In both humans and mosquitoes, heparan sulfate is a receptor for the malaria parasite, binding to the parasite and giving it quick and easy transport through the body.

The team was led by Robert Linhardt, a professor of biocatalysis and metabolic engineering at Rensselaer, who said, "The discovery allows us to think differently about preventing the disease. If we can stop heparan sulfate from binding to the parasite in mosquitoes, we will not just be treating the disease, we will be stopping its spread completely."

Robert Linhardt is internationally known for his work with heparan sulfate. (Photo courtesy RPI)
Malaria parasites are finicky about their hosts, Linhardt explained. Birds, rodents, humans, and primates all can be infected with malaria, but each species is infected by a different species of mosquito and each of those mosquitoes is infected by a different malaria parasite.

There needs to be a perfect match at the molecular basis for malaria to spread from one species to another, Linhardt said. Researchers have long understood this deadly partnership, but the molecular basis for the match had never before been determined.

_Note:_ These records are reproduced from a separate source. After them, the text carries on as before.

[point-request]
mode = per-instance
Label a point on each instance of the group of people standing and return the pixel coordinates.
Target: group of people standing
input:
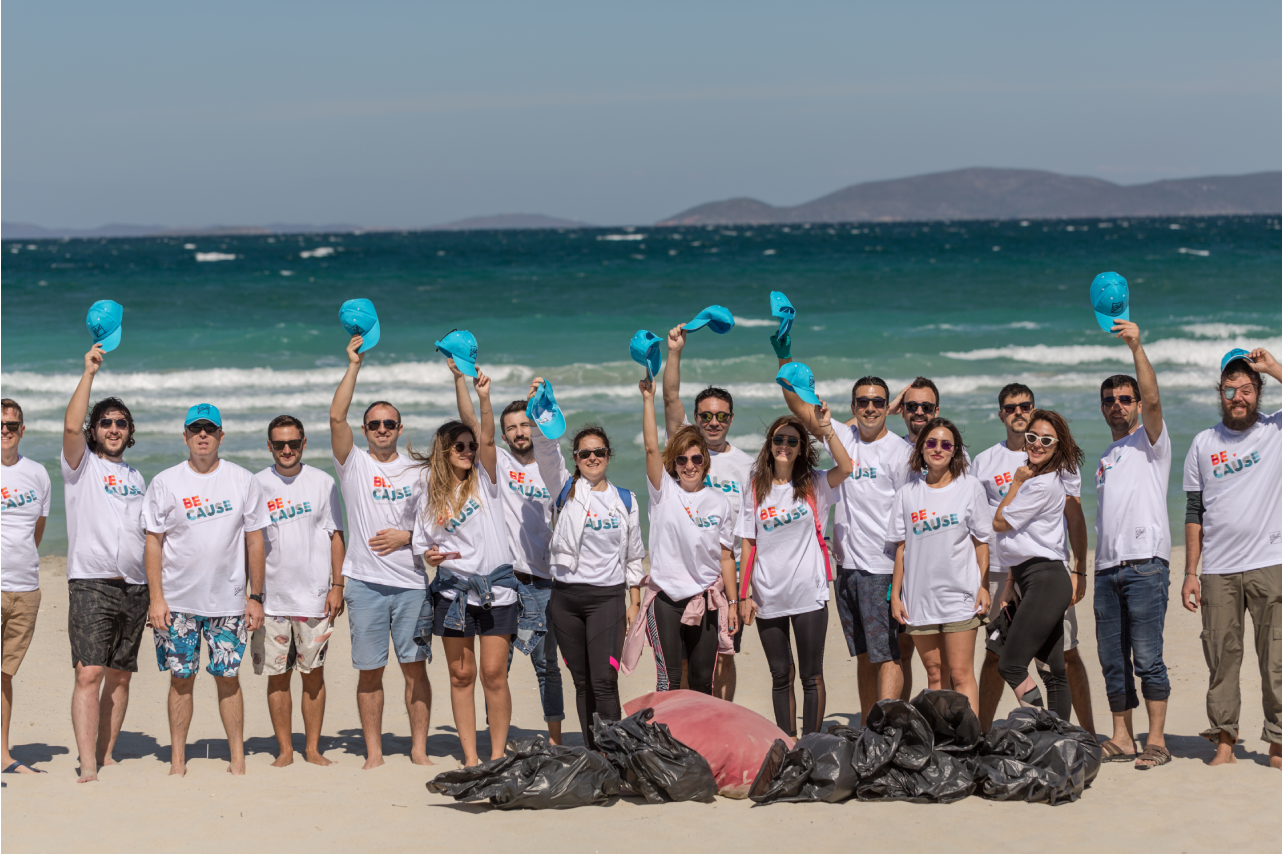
(503, 549)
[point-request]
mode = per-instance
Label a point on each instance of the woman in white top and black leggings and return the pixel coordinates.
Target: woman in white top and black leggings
(596, 553)
(781, 522)
(1030, 526)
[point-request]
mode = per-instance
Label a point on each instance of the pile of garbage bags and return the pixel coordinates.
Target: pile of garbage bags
(931, 750)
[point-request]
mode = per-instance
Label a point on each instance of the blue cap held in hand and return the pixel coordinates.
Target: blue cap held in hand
(799, 380)
(714, 317)
(462, 346)
(360, 318)
(545, 413)
(104, 323)
(1110, 298)
(644, 349)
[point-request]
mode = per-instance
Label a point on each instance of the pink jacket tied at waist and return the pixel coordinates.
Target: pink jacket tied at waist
(637, 637)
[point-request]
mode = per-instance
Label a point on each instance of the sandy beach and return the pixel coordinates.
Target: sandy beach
(1182, 807)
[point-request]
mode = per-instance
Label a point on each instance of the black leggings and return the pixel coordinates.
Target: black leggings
(1037, 630)
(673, 641)
(589, 622)
(812, 631)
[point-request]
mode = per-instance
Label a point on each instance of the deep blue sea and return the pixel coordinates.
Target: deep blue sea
(973, 305)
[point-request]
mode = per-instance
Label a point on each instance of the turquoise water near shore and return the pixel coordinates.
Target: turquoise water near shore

"The discovery marks a paradigm shift in stopping malaria," Linhardt said "Now, we can work to develop an environmentally safe, inexpensive way to block infection in mosquitoes and not have to worry about drug side effects in humans."

"Unfortunately, there is little direct funding on malaria in this country outside of the Bill and Melinda Gates Foundation, because it is not considered a major threat in this country," Linhardt said. "We do our research on a shoestring. Malaria research funding needs to move higher up on the scientific priority list."

Linhardt and his collaborators were the first to discover the link between the spread of malaria in humans and heparan sulfate in 2003.

Heparan is a major clinical anticoagulant with more than 500 million doses used worldwide each year. heparan and related molecules exhibit a large number of newly discovered biological activities and have great therapeutic potential, he says.

The next step for Linhardt, outlined in the current study, was to determine if heparan sulfate also was present in the species of mosquito known to spread malaria to humans, Anopheles stephensi.

To make this key link, Linhardt and his team enlisted the help of New York University physician and entomologist Photini Sinnis.

Malaria patients and their relatives at Kilifi District hospital in Kenya. (Photo by  Andy Crump courtesy WHO)
After finding heparan sulfate in mashed mosquitoes, Sinnis needed to determine if heparan sulfate was in the mosquito organs known to host the malaria parasite. If so, it was likely that heparan sulfate is the reason malaria spreads from mosquito to human and human to mosquito.

In mosquitoes, the malaria parasite infects the digestive tract. A mosquito bites a human who carries the malaria parasite in his or her bloodstream. The parasites move into the bug’s gut and then to their salivary glands, allowing the mosquito to infect another human during its next blood meal.

To isolate a two-microgram salivary gland and the four-microgram digestive tract from each mosquito required the precise skill of Sinnis and her team.

Once isolated, the guts and glands were analyzed by scientists at Chiba University in Japan. heparan sulfate was found in both mosquito organs.

As a final step, the Rensselaer team had to prove that the heparan sulfate in the mosquito bound to the same malaria parasite as the heparan sulfate found in the human liver. It proved to be a perfect match.